Britain yesterday raced to track down an Islamic militant network suspected of orchestrating the Manchester concert attack, as a row escalated between London and Washington over leaked material from the probe.
As more children were named among the 22 victims of Monday’s massacre, the suicide bomber’s father and brother were arrested in Libya, and British police arrested a seventh person in connection with the investigation.
However, they were left “furious” by repeated leaks of material shared with their US counterparts, which provided an awkward backdrop for British Prime Minister Theresa May’s meeting with US President Donald Trump at the NATO summit in Brussels later yesterday.
Photo: AP
In Manchester, feelings were still raw following bomber Salman Abedi’s attack on a concert by US pop star Ariana Grande.
However, Manchester United fans stood together in defiance as their team’s triumph in the Europa League final brought some much-needed smiles to a city still in pain.
The club dedicated their trophy to those killed, while manager Jose Mourinho said they would gladly exchange it if it could bring their lives back.

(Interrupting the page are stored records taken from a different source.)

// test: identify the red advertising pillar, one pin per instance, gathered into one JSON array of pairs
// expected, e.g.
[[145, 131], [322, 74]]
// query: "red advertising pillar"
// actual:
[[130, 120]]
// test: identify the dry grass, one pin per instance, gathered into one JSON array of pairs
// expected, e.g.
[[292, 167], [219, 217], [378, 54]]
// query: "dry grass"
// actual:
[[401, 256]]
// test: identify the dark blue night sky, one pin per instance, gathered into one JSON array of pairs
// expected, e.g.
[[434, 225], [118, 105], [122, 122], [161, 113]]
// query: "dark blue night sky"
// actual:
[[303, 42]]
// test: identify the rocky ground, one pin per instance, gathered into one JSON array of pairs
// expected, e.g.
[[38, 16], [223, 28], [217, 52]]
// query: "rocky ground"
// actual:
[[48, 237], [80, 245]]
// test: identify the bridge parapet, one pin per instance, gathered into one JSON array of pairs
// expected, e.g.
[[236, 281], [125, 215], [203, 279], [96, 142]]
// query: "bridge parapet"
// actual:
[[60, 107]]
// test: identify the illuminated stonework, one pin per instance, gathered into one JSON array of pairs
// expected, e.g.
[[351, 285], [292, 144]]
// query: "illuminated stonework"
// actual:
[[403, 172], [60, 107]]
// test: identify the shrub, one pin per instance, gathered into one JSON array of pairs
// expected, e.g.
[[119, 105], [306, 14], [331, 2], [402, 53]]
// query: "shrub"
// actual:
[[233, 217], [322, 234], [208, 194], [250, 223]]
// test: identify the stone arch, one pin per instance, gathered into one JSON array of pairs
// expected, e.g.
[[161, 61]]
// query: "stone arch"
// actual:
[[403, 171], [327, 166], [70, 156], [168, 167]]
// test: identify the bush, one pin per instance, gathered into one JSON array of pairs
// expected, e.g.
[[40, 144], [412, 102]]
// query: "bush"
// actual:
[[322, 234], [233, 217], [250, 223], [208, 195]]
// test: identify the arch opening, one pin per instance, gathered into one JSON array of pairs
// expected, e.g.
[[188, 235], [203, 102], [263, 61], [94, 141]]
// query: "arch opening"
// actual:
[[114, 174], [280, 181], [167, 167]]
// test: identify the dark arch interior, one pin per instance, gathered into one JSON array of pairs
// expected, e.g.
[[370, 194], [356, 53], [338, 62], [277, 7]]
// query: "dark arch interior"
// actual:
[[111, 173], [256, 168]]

According to photographs from the scene of Monday’s attack at the Manchester Arena, Abedi’s device appeared to be fairly sophisticated.
Images obtained by the New York Times showed a detonator that Abedi was said to have carried in his left hand, shrapnel including nuts and screws, and the shredded remains of a blue backpack.
After of the bomber’s identity and details of the probe were leaked, the intelligence-sharing relationship between London and Washington was left rocking.
“We are furious. This is completely unacceptable,” a British government ministry source said of the images “leaked from inside the US system.”
The British National Counter Terrorism Policing Network said the breach of trust caused great “damage” and “undermines our investigations.”
British police have stopped sharing information on the suicide bombing in Manchester with the US, the BBC reported yesterday, because of fears that leaks in the US media could hinder a hunt for a possible bomb maker still at large.
If confirmed, the halt to the sharing of investigative details with Britain’s most important defense and security ally would underscore the level of anger in Britain at leaks to the US media of details about the police investigation.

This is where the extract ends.